HOPES to get the sputtering peace process in the Middle East moving forward again were rekindled last week after Hamas and Hezbollah indicated they were willing to reopen negotiations for a ceasefire with their arch-foe, Israel.
Hamas has said it was now ready to discuss a truce and hostage exchange in Gaza, something it had long refused to consider. Hezbollah has endorsed a similar ceasefire in Lebanon.
While these developments are welcome, they must be taken with guarded optimism. Previous initiatives to bring the warring sides to the negotiating table have flamed out because no one was willing to bend their hardline stance just enough to allow room for compromise.
It came to a point where Qatar quit as a mediator in the Gaza conflict, saying Hamas and Israel lack the "willingness and seriousness" to come to terms.

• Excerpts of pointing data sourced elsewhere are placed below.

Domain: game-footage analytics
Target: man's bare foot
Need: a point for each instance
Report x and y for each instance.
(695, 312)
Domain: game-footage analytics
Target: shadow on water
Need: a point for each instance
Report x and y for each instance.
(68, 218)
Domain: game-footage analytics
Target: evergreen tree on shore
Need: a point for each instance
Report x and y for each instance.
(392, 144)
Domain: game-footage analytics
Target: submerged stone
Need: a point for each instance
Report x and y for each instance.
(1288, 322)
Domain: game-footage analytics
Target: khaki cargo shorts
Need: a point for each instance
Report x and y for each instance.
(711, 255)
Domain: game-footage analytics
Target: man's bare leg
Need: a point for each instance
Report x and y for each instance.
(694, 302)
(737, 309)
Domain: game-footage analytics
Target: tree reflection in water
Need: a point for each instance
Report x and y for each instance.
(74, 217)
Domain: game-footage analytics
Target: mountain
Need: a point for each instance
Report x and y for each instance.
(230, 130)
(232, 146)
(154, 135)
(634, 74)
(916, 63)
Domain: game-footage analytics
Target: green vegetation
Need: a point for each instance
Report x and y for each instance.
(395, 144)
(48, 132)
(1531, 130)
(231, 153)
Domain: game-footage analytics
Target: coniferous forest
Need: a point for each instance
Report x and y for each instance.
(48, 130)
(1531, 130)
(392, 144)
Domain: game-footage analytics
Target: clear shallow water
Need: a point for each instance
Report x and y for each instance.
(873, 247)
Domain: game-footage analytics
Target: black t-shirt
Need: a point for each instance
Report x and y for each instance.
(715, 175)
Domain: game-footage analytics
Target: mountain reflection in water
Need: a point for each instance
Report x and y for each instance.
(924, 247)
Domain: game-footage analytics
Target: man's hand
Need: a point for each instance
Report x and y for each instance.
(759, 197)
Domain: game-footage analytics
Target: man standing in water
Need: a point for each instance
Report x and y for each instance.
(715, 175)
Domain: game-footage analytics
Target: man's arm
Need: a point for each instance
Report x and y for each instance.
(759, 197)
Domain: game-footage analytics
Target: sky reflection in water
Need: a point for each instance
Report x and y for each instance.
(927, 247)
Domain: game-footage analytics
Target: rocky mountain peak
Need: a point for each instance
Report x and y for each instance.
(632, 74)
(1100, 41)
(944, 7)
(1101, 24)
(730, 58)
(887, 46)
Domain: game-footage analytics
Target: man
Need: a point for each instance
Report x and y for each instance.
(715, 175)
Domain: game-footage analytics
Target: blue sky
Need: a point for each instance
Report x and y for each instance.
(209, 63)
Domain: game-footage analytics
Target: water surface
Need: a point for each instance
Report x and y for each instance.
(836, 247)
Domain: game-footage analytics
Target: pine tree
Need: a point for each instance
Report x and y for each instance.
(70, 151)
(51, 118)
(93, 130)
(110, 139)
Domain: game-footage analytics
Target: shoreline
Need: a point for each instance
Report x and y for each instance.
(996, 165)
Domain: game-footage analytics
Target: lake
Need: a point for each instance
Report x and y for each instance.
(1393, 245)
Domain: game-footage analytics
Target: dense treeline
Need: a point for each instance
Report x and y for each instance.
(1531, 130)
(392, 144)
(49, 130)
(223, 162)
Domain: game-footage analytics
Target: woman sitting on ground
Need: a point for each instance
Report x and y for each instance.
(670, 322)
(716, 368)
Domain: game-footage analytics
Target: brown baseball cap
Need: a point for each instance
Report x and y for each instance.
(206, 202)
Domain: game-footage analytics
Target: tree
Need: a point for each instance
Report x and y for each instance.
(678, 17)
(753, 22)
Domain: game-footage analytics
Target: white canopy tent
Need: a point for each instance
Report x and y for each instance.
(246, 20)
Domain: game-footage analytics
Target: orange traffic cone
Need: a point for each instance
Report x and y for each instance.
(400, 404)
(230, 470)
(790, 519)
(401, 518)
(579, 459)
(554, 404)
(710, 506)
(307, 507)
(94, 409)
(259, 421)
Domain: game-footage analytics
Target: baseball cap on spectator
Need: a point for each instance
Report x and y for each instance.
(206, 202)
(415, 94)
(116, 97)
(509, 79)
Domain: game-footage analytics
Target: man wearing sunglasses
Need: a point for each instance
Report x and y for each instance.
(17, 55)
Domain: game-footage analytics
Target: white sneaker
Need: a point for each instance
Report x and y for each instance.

Hamas, however, seems to have dialed down its recalcitrance and accepted a proposal crafted earlier by Qatar and fellow intermediary Egypt.
Under the proposal, Hamas will release its hostages in exchange for Palestinian prisoners, after which Israel will pull out all its forces from Gaza, creating a "period of sustainable calm" that will eventually allow the reconstruction of the war-ravaged Palestinian enclave.
It was practically the same deal the United States had pushed months ago that Hamas had flatly rejected. This time, however, the Palestinian group substituted the phrase "period of sustainable calm" for the term "ceasefire," which had been a major sticking point.
Israel's Prime Minister Benjamin Netanyahu Israel is understandably cautious about the Hamas offer, saying it was "very far from Israel's core demands."
Still, it did not stop Netanyahu from sending a delegation to Cairo for a more detailed look at the proposal.
The war in Gaza has been raging for more than a year, and every day, the state sinks deeper into a quagmire. More than 43,000 people have been killed, almost all of them civilians caught in the crossfire as Israeli troops continue to dismantle Hamas' political and military structure. Millions of Gazans are homeless and have been denied humanitarian assistance because an Israeli blockade has reduced the delivery of food, medicines, water and other vital provisions to a trickle.
Israel justifies the cutting off of relief supplies by accusing international relief agencies of collaborating with Hamas.
In Lebanon, there is tentative progress in securing a ceasefire amid Israel's relentless bombardment of Hezbollah strongholds in the capital Beirut and deepening incursion into the southern countryside.
A proposal by the US and Israel reportedly calls for an Israeli pullout from Lebanon. In exchange, Hezbollah fighters will withdraw north of the Litani River, away from Lebanon's border with Israel.
A United Nations peacekeeping force and Lebanese troops will be deployed in the buffer zone to monitor and enforce the truce.
A senior Lebanese official is said to have indicated that Hezbollah is willing to move its forces away from the border. That's a promising sign.
The group's leader itself, Naim Qassem, has endorsed the ceasefire. "We support the political efforts led by (Lebanese parliament speaker Nabih) Berri under the banner of achieving a ceasefire. Once the ceasefire is firmly established and diplomacy can reach it, all other details will be discussed, and decisions will be made collaboratively," Qassem said.
The Beirut government is all too eager to have a ceasefire in place. At least 3,000 Lebanese have been killed since Israeli launched rocket attacks in October last year in retaliation against Hezbollah's missile barrages as a show of solidarity with Hamas.
The economic losses — placed by the World Bank at $8.5 billion — are staggering for Lebanon, which was on the verge of a financial collapse five years ago.
Lebanon has been harboring Hezbollah at the behest of Iran. But anti-Hezbollah sentiment has been simmering in Beirut's political circles and could reach boiling point if the war continues indefinitely.
Hamas and Hezbollah have taken a bold first move. A new opportunity to prevent the conflict in the Middle East from escalating has presented itself. It would be tragic if it, too, falls by the wayside.